One of the most beautiful results in this family is the Lidskii-Wielandt theorem, which answers a more ambitious question. Instead of just bounding the eigenvalues of a sum $A+B$ , it describes the entire set of all possible eigenvalue vectors that $\lambda(A+B)$ can be, given the fixed spectra of $A$ and $B$ . The answer is a geometric shape: a convex polytope in $n$ -dimensional space, whose vertices are determined by the different ways of pairing the eigenvalues of $A$ and $B$ . This gives us a complete map of possibilities, allowing us to find the absolute maximum (or minimum) for any combination of the resulting eigenvalues, such as $\lambda_2 + \lambda_3$ .
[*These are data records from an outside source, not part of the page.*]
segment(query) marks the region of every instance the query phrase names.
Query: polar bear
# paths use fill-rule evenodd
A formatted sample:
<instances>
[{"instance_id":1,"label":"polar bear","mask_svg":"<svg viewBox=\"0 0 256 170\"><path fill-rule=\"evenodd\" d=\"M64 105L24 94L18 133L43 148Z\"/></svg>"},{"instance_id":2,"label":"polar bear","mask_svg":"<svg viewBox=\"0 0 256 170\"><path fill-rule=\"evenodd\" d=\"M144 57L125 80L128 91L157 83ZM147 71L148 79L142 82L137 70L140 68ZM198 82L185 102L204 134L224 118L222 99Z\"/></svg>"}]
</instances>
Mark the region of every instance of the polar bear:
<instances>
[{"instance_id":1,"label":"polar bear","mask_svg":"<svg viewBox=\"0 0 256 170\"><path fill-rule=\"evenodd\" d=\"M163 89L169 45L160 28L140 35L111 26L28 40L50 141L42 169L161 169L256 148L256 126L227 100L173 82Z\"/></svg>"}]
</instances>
These majorization results also have direct analogues for singular values, which measure how a matrix stretches space. This leads to powerful inequalities for matrix norms, like the Ky Fan norms, which are fundamental tools in numerical analysis for understanding the stability of algorithms and the propagation of errors.

The connection to quantum statistical mechanics provides another fascinating avenue. A central object in this field is the partition function, often expressed as $\mathrm{Tr}(\exp(-\beta H))$ , where $H$ is the Hamiltonian. Calculating this for a sum of non-commuting operators, $A+B$ , is notoriously difficult. However, Lidskii's majorization theorem, when combined with another beautiful piece of mathematics called Karamata's inequality (which relates majorization to convex functions), provides a simple and elegant upper bound. The fact that the exponential function is convex means we can immediately say $\mathrm{Tr}(\exp(A+B)) \le \sum_i \exp(\lambda_i(A) + \lambda_i(B))$ . This links the abstract ordering of eigenvalues directly to thermodynamic quantities.

Perhaps the most breathtaking connection is with complex analysis—the study of functions of complex variables. Consider a compact operator $A$ on an infinite-dimensional space. One can construct an entire function (a function analytic on the whole complex plane) called the Fredholm determinant, $F(\lambda) = \det(I - \lambda A)$ , whose roots are the reciprocals of the eigenvalues of $A$ . The "order" of this function, which describes how fast it grows at infinity, is a fundamental characteristic. How could we determine this? Remarkably, Weyl's inequalities, which are deeply related to Lidskii's theorem, tell us that the decay rate of an operator's eigenvalues is controlled by the decay rate of its singular values. By knowing how fast the singular values $s_n$ of $A$ go to zero, we can determine the convergence properties of the sum of powers of the eigenvalues, $\sum |\mu_n|^\tau$ . This, in turn, directly gives us the order of the entire function $F(\lambda)$ . It's a magnificent display of mathematical unity: the discrete sequence of an operator's eigenvalues, whose distribution is constrained by majorization principles, dictates the global analytic behavior of a function across the infinite complex plane.

From the stability of atoms to the energy in a quantum computer, from the trace of an operator to the growth of an entire function, the principles pioneered by Lidskii provide a unifying thread. They reveal that behind the chaotic and complex behavior of summed and perturbed systems, there lies a deep and elegant structure governed by the simple, intuitive idea of ordering.